A Thorough Performance Benchmarking on Lightweight Embedding-based Recommender Systems

Since the creation of the Web, recommender systems (RSs) have been an indispensable mechanism in information filtering. State-of-the-art RSs primarily depend on categorical features, which ecoded by embedding vectors, resulting in excessively large embedding tables. To prevent over-parameterized embedding tables from harming scalability, both academia and industry have seen increasing efforts in compressing RS embeddings. However, despite the prosperity of lightweight embedding-based RSs (LERSs), a wide diversity is seen in evaluation protocols, resulting in obstacles when relating LERS performance to real-world usability.

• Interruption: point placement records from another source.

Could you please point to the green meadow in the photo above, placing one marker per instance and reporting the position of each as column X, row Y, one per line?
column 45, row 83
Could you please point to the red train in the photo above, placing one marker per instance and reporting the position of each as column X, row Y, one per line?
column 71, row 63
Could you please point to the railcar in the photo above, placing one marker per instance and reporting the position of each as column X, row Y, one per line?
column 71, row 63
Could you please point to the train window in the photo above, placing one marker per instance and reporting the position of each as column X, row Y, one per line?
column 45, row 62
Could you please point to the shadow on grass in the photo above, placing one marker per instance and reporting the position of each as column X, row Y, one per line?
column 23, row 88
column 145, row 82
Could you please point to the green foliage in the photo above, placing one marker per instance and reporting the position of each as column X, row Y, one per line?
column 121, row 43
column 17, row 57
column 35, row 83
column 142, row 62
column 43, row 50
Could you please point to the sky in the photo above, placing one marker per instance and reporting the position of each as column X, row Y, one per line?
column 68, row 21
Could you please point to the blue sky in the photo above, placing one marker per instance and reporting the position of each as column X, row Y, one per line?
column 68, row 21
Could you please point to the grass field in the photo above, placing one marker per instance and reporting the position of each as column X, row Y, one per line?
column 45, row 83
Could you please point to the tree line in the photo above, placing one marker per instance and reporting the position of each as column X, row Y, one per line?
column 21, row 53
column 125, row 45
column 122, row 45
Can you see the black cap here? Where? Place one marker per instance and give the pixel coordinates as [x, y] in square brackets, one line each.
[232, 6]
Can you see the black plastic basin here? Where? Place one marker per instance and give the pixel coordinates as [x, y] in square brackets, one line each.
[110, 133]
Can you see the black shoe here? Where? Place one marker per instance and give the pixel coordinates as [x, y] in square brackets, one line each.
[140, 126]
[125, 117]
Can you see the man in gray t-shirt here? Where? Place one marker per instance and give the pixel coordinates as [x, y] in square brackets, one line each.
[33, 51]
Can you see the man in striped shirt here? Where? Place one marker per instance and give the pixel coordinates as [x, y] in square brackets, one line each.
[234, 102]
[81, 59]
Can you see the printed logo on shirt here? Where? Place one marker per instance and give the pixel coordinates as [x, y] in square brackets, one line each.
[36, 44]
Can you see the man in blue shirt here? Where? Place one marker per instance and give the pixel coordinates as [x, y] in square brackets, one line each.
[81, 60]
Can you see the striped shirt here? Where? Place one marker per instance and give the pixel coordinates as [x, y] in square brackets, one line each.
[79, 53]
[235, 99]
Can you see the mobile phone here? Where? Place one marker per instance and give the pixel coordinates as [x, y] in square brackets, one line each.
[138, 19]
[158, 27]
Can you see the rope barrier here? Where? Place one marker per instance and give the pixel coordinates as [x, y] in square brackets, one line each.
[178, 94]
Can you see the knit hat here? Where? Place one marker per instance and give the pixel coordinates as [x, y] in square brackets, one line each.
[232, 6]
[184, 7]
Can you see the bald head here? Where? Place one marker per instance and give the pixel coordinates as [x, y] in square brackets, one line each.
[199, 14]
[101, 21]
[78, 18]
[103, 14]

Moreover, despite the common goal of lightweight embeddings, LERSs are evaluated with a single choice between the two main recommendation tasks -- collaborative filtering and content-based recommendation. This lack of discussions on cross-task transferability hinders the development of unified, more scalable solutions. Motivated by these issues, this study investigates various LERSs' performance, efficiency, and cross-task transferability via a thorough benchmarking process. Additionally, we propose an efficient embedding compression method using magnitude pruning, which is an easy-to-deploy yet highly competitive baseline that outperforms various complex LERSs. Our study reveals the distinct performance of LERSs across the two tasks, shedding light on their effectiveness and generalizability. To support edge-based recommendations, we tested all LERSs on a Raspberry Pi 4, where the efficiency bottleneck is exposed. Finally, we conclude this paper with critical summaries of LERS performance, model selection suggestions, and underexplored challenges around LERSs for future research. To encourage future research, we publish source codes and artifacts at \href{this link}{https://github.com/chenxing1999/recsys-benchmark}.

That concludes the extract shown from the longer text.